Lately seeing the RADOS instance in manager (python core) getting
blocklisted. Manager modules (such as mgr/volumes) use a pool of
CephFS connection handles which register their addrs on connection
initialization (via register_client()). Shutting down a connection
unregisters the respective address.
Some history:
This machinery was introduced to workaround the case where ceph-mgr
was getting evicted by ceph mds due to unlcean shutdown (ceph-mgr
python modules do not cleanup gracefully on exit) causing teuthology
tests to fail. The workaround was to blocklist these clients by including
the client addrs in the manager beacon message sent to monitor (for
inclusion in OSDMap) -- but this was not sufficient enough to solve
the eviction issue altogether. In the end whitelisting the cluster log
warning was rather convinient to workaround the tests failures.

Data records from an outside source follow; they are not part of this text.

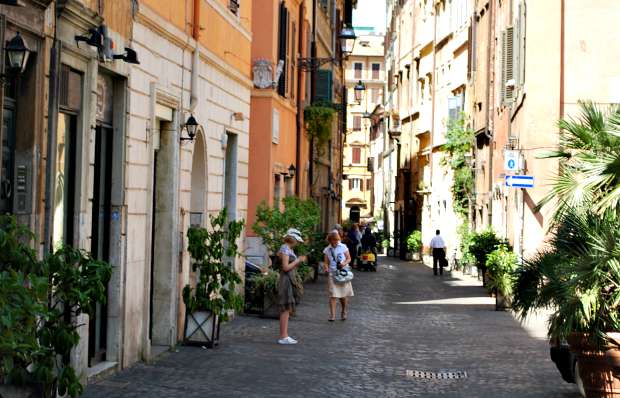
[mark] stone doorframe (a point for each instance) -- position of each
(165, 273)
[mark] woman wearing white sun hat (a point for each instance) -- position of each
(288, 291)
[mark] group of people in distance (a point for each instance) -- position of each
(338, 256)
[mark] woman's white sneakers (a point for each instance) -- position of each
(287, 341)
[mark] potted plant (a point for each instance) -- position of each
(480, 246)
(414, 244)
(214, 296)
(578, 274)
(39, 302)
(272, 223)
(501, 265)
(264, 294)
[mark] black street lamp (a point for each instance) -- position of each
(346, 37)
(347, 41)
(191, 125)
(359, 89)
(17, 54)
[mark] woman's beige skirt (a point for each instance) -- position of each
(339, 290)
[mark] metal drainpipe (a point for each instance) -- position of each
(52, 124)
(193, 103)
(312, 97)
(298, 120)
(487, 112)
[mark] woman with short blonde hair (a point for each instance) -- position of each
(337, 258)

However, the whole register/unregister machinery in still in use.
The endless loop made ceph manager unresponsive thereby getting
blocklisted in midst of normal operation.
Fixes: http://tracker.ceph.com/issues/47329
Signed-off-by: Venky Shankar <vshankar@redhat.com>
auto itp = clients.equal_range(std::string(name));
for (auto it = itp.first; it != itp.second; ++it) {
if (it->second == addrs) {
- it = clients.erase(it);
+ clients.erase(it);
+ return;
}
}
}